On Saturday mornings when Leslie Eber was growing up, she rode along with her father on his hospital rounds. He was an oral surgeon, and what stayed with her was the way he paired real skill with a genuine desire to help people. Afterward, the two of them would go for jelly donuts.

This childhood memory eventually grew into a professional calling. Eber began her career in internal medicine and outpatient practice, with a period of locum work during a season of personal change. Then Dr. Mike Wasserman offered her a position in post-acute and long-term care medicine. She was not sure what she was stepping into, but by the end of her first month, she knew she had found something special.

“I love walking into my [communities],” she told Susan Ryan on a recent episode of Elevate Elder Care. “It makes me feel like Cheers. When you walk in, everybody knows your name. You’re part of a community, and so it combines my desire for caring and for humanitarianism with a passion for science and medicine.” Twenty-one years into the work, she still describes it as a hidden gem.

The Medical Director as a Full Member of the Team

Eber serves as medical director for three communities, and she is fully present in each one. They are on her mind when she wakes up and when she falls asleep. Her work on any given resident often begins before she arrives. It starts with a whole-person medication review that asks whether anything might be clouding their thinking or affecting how they feel.

Her role continues to evolve once she steps inside the building. On some visits, she joins quality assurance meetings, where she has learned that the best ideas often come from those closest to daily operations. These are the people who notice the small details that a visiting physician might overlook. Another stop could bring her to a council meeting, where she hears firsthand from residents. And much of her time now involves education, a scope that expanded after COVID. Initially, she targeted clinical staff with her teaching, but now she includes residents, family members, dietary teams, and housekeeping alike.

She thinks of herself as one leg of a three-legged stool, sharing the weight with the director of nursing and the administrator while the resident sits on top. The structure only holds when trust runs through every leg of the team. That trust is what lets a CNA mention in the hallway that a resident’s sneakers are suddenly tight, a small detail that can be the first visible sign of a medical problem. Such observations only surface when people feel safe to share.

PALTmed and the Drive to Deprescribe

Eber is also the current president of PALTmed, the Post-Acute and Long-Term Care Medical Association, formerly known as AMDA. The group rebranded to reflect the full range of professionals it represents, including nurse practitioners, therapists, and dietitians, who all join as voting members alongside physicians.

PALTmed offers a range of tools and resources, including:

  • Choosing Wisely, a 20-item quick reference on standards in post-acute settings
  • Drive to Deprescribe, an interactive program on medication reduction, with a second step on building a deprescribing effort at the community level
  • Webinars and symposiums throughout the year, including a coming series on AI in post-acute settings
  • A members-only national forum for discussing what works and what does not

The Drive to Deprescribe was quickly embraced by both leadership and frontline teams. What Eber values most is how far past the physician it reaches. Nurses, aides, families, and residents all join the conversation about what medications a person truly needs, in what she calls an “all teach, all learn” spirit that keeps people coming back month after month.

What Empathy Does in Advanced Brain Change

Eber’s thinking around brain change is shaped by a finding that deeply resonated with her. She explains that even in its advanced stages, people can still receive empathy and kindness, and it reaches them whether they can say so. A familiar voice or a held hand still feels meaningful at the very end of life.
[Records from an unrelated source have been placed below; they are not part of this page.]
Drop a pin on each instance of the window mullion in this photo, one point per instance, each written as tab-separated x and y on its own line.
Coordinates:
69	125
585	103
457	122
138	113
From there, she gets more practical. She urges every team to plan for tough moments, because it is hardest to think clearly once they are already happening. Her own first instinct is fresh air. A Colorado partnership focused on brain change recently released its “How You Respond Matters” card, small enough to tuck behind a name badge. It reminds people of something to reach for when things escalate, whether that is music, a snack, a walk outside, or a purposeful activity.

Listening as the Foundation

Over time, Eber discovered that culture is defined most powerfully by listening, especially to the people no one thinks to ask. Housekeeping staff catch things nobody else does, and aides spend more hours beside each resident than anyone else on the team. When those observations reach the room where decisions are made, and people feel heard, buy-in follows naturally, and the work grows lighter.

“Inviting everybody to the table makes it so much of a richer conversation,” she said.

Her hopes for the field continue to expand. She wants these communities woven into ordinary life rather than set apart from it, so they are more connected across generations and less defined by age. Pushing back on ageism, she believes, is work anyone can take up, and it starts with the conversations that are easiest to skip. The wisdom is already there waiting.

“Don’t let that opportunity pass you by.”